Esse é um dos objetivos do exercício de experimentação aeronaval REP18, coorganizado também pela Faculdade de Engenharia da Universidade do Porto (FEUP), que tem vindo a decorrer em Sesimbra e em Santa Cruz e que, nesta terça-feira, tem várias demonstrações na região de Peniche, explicou o comandante António Mourinha ao DN.

António Mourinha e o presidente da UAVISION, Nuno Simões, disseram estar a "testar em cenário real" um sistema de comunicações "que permite ligar navios e drones" a partir de sensores colocados nos faróis existentes ao longo da costa portuguesa, criando uma rede digital que dispensa o recurso - e os grandes custos - aos satélites.

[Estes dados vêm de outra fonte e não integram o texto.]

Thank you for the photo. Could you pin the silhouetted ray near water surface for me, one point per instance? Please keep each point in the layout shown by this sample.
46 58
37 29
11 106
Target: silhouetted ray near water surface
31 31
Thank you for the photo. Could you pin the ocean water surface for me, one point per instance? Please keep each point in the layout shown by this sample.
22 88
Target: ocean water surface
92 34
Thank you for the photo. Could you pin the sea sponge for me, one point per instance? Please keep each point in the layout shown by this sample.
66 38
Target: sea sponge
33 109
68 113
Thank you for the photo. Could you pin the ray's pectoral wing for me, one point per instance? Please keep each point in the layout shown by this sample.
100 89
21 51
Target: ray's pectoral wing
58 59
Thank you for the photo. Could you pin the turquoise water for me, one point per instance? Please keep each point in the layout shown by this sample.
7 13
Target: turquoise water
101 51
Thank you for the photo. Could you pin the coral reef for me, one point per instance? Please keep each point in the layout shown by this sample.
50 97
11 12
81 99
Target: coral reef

O REP18 pertence a uma série de exercícios com drones iniciada em 2010 com a FEUP e a que, em 2014, se juntou o Centro de Pesquisa e Experimentação Marítima (CMRE) da NATO - organização que nesta semana organiza, pela primeira vez e em Portugal, uma conferência dedicada à interoperabilidade dos sistemas marítimos não tripulados (MUS, sigla em inglês).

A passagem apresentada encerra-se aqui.